TinKode

Răzvan Manole Cernăianu, nicknamed "TinKode", is a Romanian computer security consultant and hacker, known for gaining unauthorized access to computer systems of many different organizations, and posting proof of his exploits online. He commonly hacks high-profile websites that have SQL injection vulnerabilities, although unknown methods were used in his most recent attacks. Other aliases included sysgh0st.

Early Life

Răzvan Manole Cernăianu was born on 7 February 1992 in the southern part of Romania. Operating under the nickname TinKode — and occasionally the alias sysgh0st — he has attributed his hacking abilities to extreme curiosity and personal ambition. From an early age he was drawn to well-known websites and powerful brands with broad online or commercial influence.

Hacking Activity

TinKode became widely recognized for gaining unauthorized access to the computer systems of numerous high-profile organizations and posting proof of his exploits online. His primary method involved exploiting SQL injection vulnerabilities, though some of his later attacks employed undisclosed techniques. Among the targets he claimed to have breached were the Royal Navy, whose website was temporarily taken offline; NASA, where he posted screenshots from an FTP server within the Earth Observation System at Goddard Space Flight Center; and the European Space Agency. He also claimed to have identified vulnerabilities in systems belonging to Sun Microsystems, MySQL, Kaspersky Portugal, the US Army, YouTube, and Google.
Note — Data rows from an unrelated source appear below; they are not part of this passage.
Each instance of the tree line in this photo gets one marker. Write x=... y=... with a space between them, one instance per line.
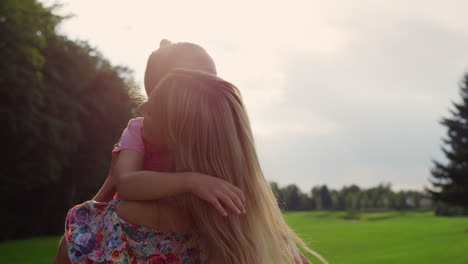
x=353 y=198
x=63 y=107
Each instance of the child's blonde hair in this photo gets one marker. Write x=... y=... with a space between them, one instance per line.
x=170 y=56
x=206 y=129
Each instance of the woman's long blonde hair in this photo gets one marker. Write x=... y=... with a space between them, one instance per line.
x=206 y=129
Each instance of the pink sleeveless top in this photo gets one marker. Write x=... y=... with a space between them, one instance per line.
x=132 y=139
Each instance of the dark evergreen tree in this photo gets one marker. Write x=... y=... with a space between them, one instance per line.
x=292 y=197
x=450 y=181
x=325 y=197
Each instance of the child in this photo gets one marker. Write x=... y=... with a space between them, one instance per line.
x=134 y=157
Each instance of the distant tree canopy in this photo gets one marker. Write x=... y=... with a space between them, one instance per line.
x=63 y=107
x=451 y=180
x=352 y=198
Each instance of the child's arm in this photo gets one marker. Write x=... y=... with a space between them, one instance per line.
x=108 y=189
x=135 y=184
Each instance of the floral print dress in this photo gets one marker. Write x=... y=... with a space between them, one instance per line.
x=96 y=234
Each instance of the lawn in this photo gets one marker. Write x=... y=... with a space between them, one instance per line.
x=377 y=238
x=383 y=238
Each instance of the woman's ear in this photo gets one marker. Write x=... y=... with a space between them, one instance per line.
x=164 y=43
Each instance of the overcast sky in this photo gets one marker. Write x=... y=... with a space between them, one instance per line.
x=338 y=92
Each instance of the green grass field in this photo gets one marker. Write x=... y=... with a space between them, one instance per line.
x=377 y=238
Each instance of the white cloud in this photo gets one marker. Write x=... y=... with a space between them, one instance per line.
x=338 y=92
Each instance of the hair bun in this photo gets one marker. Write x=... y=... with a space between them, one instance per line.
x=164 y=43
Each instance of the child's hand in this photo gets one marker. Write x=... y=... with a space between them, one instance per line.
x=217 y=192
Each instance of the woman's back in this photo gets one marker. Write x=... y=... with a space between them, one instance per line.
x=161 y=215
x=97 y=233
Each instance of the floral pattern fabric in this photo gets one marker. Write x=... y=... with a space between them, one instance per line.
x=96 y=234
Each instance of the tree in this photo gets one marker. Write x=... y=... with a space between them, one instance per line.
x=292 y=197
x=325 y=197
x=450 y=181
x=63 y=108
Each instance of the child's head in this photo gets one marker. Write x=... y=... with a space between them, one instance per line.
x=201 y=121
x=170 y=56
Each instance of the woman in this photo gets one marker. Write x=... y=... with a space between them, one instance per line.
x=201 y=121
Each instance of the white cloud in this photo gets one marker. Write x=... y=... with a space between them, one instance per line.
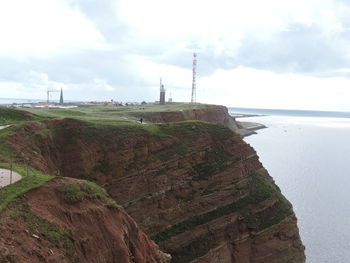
x=38 y=27
x=247 y=87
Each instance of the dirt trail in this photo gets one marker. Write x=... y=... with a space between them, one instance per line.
x=5 y=177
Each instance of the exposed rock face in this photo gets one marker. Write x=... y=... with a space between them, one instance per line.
x=45 y=227
x=212 y=113
x=196 y=188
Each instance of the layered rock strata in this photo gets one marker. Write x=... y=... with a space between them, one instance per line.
x=196 y=188
x=68 y=220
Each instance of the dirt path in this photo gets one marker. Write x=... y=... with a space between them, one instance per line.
x=5 y=177
x=4 y=127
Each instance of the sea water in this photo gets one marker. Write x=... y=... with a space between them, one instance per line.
x=309 y=159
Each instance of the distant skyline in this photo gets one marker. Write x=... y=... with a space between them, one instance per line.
x=276 y=54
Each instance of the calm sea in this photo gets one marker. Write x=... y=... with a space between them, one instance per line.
x=308 y=155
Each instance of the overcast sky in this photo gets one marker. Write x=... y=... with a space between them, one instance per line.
x=291 y=54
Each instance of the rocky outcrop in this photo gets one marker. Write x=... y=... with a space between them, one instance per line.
x=67 y=220
x=196 y=188
x=210 y=113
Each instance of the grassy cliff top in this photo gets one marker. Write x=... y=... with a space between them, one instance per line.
x=122 y=113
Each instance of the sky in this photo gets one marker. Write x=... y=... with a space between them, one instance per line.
x=284 y=54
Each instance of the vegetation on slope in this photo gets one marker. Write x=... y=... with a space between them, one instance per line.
x=56 y=235
x=8 y=116
x=77 y=192
x=33 y=179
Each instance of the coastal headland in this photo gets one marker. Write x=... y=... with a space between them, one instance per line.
x=160 y=183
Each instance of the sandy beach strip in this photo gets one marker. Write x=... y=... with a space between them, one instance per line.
x=5 y=177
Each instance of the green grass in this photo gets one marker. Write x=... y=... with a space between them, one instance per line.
x=8 y=116
x=77 y=192
x=34 y=179
x=58 y=236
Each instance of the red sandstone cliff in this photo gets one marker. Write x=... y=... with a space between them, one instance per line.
x=210 y=113
x=45 y=226
x=196 y=188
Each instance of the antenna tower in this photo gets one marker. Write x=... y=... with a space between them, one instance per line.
x=50 y=90
x=194 y=72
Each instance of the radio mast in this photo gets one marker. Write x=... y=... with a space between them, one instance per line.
x=194 y=72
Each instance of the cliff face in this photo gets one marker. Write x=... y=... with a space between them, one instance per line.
x=213 y=113
x=196 y=188
x=66 y=220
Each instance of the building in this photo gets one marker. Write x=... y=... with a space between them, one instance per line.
x=162 y=93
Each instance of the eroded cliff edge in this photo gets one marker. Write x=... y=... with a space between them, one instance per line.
x=195 y=187
x=69 y=220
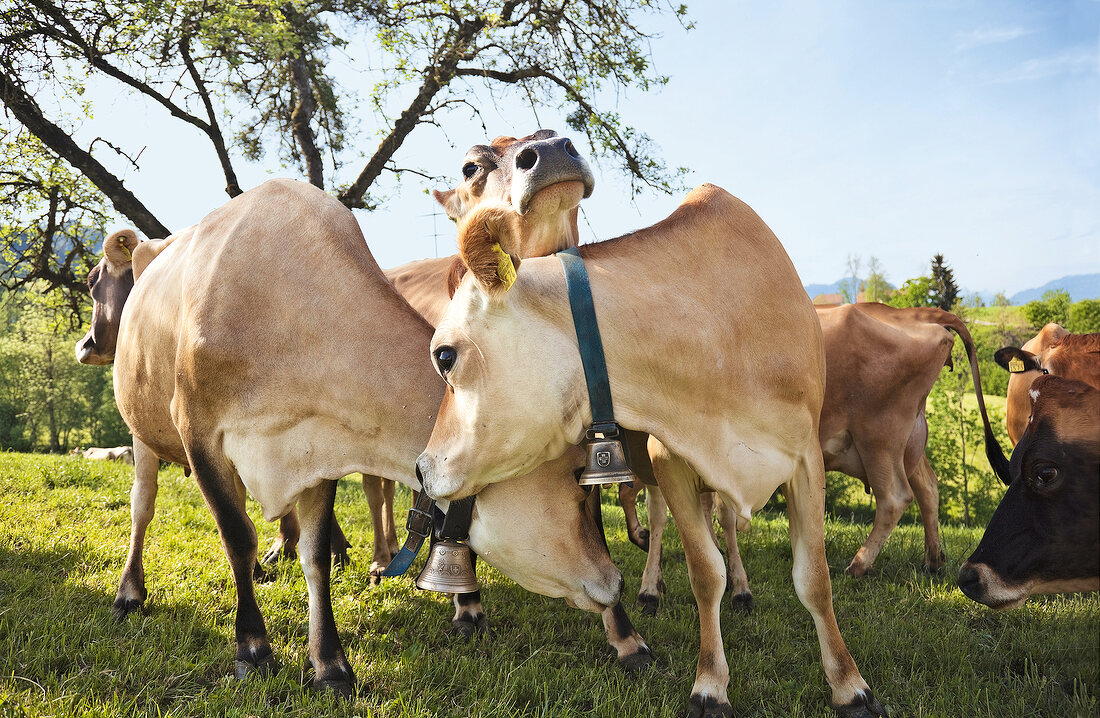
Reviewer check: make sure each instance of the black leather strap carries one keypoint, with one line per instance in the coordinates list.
(591, 344)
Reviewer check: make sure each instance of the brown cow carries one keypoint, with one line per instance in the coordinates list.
(219, 367)
(1052, 351)
(881, 364)
(734, 400)
(1044, 537)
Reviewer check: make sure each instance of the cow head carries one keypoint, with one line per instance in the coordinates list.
(508, 355)
(559, 550)
(109, 284)
(1044, 537)
(541, 176)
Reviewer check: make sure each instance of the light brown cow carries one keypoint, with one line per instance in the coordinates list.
(124, 454)
(734, 400)
(881, 363)
(218, 366)
(1052, 351)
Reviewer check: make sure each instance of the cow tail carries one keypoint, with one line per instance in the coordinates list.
(993, 451)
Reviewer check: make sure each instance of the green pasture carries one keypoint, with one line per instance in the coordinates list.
(924, 648)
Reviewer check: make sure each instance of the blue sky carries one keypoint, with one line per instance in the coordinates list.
(893, 130)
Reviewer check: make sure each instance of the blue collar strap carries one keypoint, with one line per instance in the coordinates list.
(591, 345)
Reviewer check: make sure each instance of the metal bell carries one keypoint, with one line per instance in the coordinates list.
(606, 463)
(449, 570)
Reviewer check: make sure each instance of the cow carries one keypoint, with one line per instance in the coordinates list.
(218, 367)
(548, 178)
(1052, 351)
(123, 454)
(732, 402)
(1044, 537)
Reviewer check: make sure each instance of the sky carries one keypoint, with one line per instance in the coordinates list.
(893, 130)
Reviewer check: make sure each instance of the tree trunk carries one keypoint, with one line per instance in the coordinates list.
(301, 119)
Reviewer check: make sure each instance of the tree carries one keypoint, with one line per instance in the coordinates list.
(51, 221)
(944, 289)
(913, 293)
(849, 286)
(1084, 317)
(876, 288)
(1054, 307)
(260, 69)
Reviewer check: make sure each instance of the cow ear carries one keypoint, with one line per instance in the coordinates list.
(450, 201)
(118, 249)
(1016, 360)
(454, 276)
(481, 235)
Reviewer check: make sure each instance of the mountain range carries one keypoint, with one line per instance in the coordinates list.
(1079, 286)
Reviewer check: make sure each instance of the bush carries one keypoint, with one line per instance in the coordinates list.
(1053, 307)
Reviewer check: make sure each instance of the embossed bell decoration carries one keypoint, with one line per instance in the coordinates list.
(606, 461)
(449, 570)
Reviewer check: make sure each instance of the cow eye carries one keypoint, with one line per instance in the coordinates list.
(444, 359)
(1046, 474)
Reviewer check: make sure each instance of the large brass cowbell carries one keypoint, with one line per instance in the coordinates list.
(606, 461)
(449, 569)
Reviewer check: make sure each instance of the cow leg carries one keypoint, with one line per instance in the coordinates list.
(224, 496)
(629, 647)
(652, 581)
(628, 499)
(131, 593)
(737, 582)
(338, 543)
(805, 501)
(331, 669)
(286, 542)
(380, 498)
(925, 486)
(892, 496)
(469, 617)
(707, 574)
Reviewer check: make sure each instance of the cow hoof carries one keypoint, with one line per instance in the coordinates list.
(339, 681)
(263, 667)
(708, 707)
(123, 607)
(470, 627)
(743, 603)
(638, 662)
(864, 706)
(648, 604)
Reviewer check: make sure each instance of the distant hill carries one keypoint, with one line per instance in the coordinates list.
(1079, 286)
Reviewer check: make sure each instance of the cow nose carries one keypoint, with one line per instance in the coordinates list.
(970, 582)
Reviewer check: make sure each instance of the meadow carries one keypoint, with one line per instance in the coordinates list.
(924, 648)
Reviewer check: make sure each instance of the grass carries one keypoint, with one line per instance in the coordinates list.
(64, 522)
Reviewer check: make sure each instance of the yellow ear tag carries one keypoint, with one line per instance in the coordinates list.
(504, 267)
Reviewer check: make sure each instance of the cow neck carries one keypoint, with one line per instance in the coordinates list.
(590, 343)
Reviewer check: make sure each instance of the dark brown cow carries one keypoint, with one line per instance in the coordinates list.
(1052, 351)
(1044, 537)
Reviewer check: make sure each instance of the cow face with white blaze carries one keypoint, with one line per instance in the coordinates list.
(109, 284)
(1044, 537)
(487, 394)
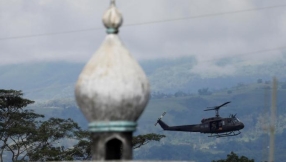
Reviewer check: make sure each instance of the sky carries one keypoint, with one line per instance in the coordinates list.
(26, 29)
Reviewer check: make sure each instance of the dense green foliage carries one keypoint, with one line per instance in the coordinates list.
(27, 138)
(232, 157)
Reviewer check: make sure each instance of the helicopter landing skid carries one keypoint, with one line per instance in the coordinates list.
(232, 133)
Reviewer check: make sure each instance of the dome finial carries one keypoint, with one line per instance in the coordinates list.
(112, 19)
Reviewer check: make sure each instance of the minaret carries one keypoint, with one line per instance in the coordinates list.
(112, 92)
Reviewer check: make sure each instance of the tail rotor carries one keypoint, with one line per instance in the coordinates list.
(160, 118)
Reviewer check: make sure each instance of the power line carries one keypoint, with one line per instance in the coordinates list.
(145, 23)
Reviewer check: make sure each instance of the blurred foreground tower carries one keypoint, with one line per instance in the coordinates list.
(112, 92)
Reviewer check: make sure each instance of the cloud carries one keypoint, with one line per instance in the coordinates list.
(208, 38)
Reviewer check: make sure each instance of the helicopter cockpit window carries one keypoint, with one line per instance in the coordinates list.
(222, 123)
(235, 120)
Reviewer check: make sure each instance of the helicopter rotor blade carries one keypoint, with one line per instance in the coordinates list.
(160, 118)
(216, 107)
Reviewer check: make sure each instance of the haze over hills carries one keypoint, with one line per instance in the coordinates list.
(51, 80)
(175, 84)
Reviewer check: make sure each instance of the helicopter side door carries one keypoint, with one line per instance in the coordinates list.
(216, 125)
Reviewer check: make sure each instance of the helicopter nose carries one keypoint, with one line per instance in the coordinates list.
(241, 125)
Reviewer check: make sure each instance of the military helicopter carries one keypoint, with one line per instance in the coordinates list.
(215, 126)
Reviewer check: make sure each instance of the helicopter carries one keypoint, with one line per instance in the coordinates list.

A notable characteristic of TinKode's activity was a pattern of responsible disclosure: he typically informed webmasters of vulnerabilities before publishing his findings publicly, giving organizations time to address the issues. His attacks were also noted for a recurring association with the numeral seven. Security experts largely refrained from public criticism of TinKode, in part because he did not release full details of breached systems.

Recognition

TinKode received a Google Security Reward in recognition of vulnerabilities he reported to the company. He maintained an active public presence through Twitter, Facebook, and several personal blogs.

Arrest and Release

On 31 January 2012, TinKode was placed under arrest by DIICOT, Romania's anti-organized crime and terrorism authority, on charges that he had temporarily disrupted the information systems of the US Army, the Pentagon, and NASA, allegedly in association with an individual identified as Casi. Following his arrest, a support petition was launched on 8 February 2012, addressed to both DIICOT and the FBI, arguing that TinKode's actions were motivated by curiosity rather than malicious intent and calling for a fair sentence. He was officially released on 27 April 2012, approximately three months after his arrest.